Görüyoruz ki Aslı Aydıntaşbaş’ın Cumhuriyet Gazetesi’ndeki köşesi tam bir “nostalji köşesi” haline gelmiş. “Apolitik gençlik”, “yurtdışına gitme arayışındaki gençlik” 80 model bir nostaljidir. Böyle bir nostaljiyi de Aslı Aydıntaşbaş’tan başkasının yazması da beklenemez. Çünkü bugün geleceğini eline almak için mücadele eden gençlik kitlesini görmemenin tek açıklaması Aydıntaşbaş gibi zihinlerinin “nostalji köşelerine” hapsolmaktır. Bırakalım, Aydıntaşbaş kendi “Nostalji Köşesinde” hüznünü yaşamaya devam etsin, bizler biliyoruz ki gençlik memleket meselelerini hep omuzlarında taşıdı!

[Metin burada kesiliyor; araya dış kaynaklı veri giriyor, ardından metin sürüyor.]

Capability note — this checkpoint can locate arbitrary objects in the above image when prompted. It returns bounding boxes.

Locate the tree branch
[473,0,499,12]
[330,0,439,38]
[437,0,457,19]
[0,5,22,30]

Türk Gençliğini, milli benliğine, memleketine yabancılaştırmak isteyen Aydıntaşbaş’a hatırlatalım;

“Türkiye’ye ve Şehitlere Sahip Çıkma Eylemleri” ile ayağa kalkan gençliğin amacı dünya vatandaşı olmak değildi. Türkiye’yi teröre teslim etmemekti.

29 Ekim, 10 Kasın tarihlerinde Anıtkabir’e yapılan gençlik akınlarında, mezuniyet törenlerinde “Mustafa Kemal’in Askerleyiz” sloganları “Türkiye zaten cepte” diyerek söylenmedi.

Türkiye’de her sorunun karşısında tarih sahnesine bir kez daha çıkan gençlik, yaşam alanlarına, çevresine, doğasına, üniversitesine müdahale ettirmezken “nasıl olsa birkaç sene sonra geri dönerim” diye düşünmedi.

Silivri kuşatmalarında, Haziran ayaklanmasında çaresizliğin pençesine düşmedi, umutsuzluğa yenilmedi.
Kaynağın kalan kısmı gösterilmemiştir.